DuckDB natively supports a single-file storage format, which is partitioned into fixed-size blocks of 256KB. The first block contains a header that points to the table catalog and a list of free blocks, and the catalog contains pointers to lists of schemas, tables, and views. Each table consists of a number of blocks that hold the data, and checkpoints write new blocks containing updated data to the file and update the root pointer and free list atomically.
In addition, DuckDB supports Apache Arrow as a data interchange format, allowing for easy data import and export with other Arrow-enabled systems. DuckDB leverages Arrow's vectorized data processing capabilities to accelerate query processing, taking advantage of the cache-efficient memory layout and SIMD instructions provided by Arrow.

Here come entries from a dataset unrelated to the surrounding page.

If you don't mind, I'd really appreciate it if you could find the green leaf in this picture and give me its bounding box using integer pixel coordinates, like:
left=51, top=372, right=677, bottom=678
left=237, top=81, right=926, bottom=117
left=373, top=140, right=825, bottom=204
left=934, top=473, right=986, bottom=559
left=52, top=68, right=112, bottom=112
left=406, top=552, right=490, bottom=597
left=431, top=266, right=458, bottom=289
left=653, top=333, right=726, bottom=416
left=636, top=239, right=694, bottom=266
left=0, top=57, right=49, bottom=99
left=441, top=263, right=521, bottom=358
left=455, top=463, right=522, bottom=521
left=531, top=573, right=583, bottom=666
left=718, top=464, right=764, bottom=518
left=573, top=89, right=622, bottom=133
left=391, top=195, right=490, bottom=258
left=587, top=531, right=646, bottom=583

DuckDB also includes a zero-dependency Parquet reader that can directly execute SQL queries on Parquet files without any import or analysis step. The system reads Parquet files in a streaming fashion and automatically detects which columns and rows are required for any given query, enabling analysis of larger and more complex Parquet files without manual optimizations or additional hardware. Additionally, DuckDB can run queries directly on top of Parquet files without requiring an initial loading phase, and it takes advantage of all of Parquet's advanced features to speed up query execution.
DuckDB uses a decomposition storage model, specifically a columnar layout for persistent storage. Logical tables are horizontally partitioned into chunks of columns, and these chunks are compressed into physical blocks using lightweight compression methods. The physical blocks are organized into a read-optimized DataBlocks storage layout, where each block contains min/max indexes for every column. This allows DuckDB to determine if a block is relevant to a query. Additionally, each block also carries a lightweight index for every column, which further restricts the amount of values that need to be scanned during query processing.
DuckDB is an embedded analytical system. It enables local storage and querying of large amounts of data while providing transactional guarantees. At the same time, DuckDB is seamlessly integrated with analysis tools for convenient data access and eliminates data transfer bottlenecks. The system is optimized for OLAP workloads while still maintaining OLTP functionality.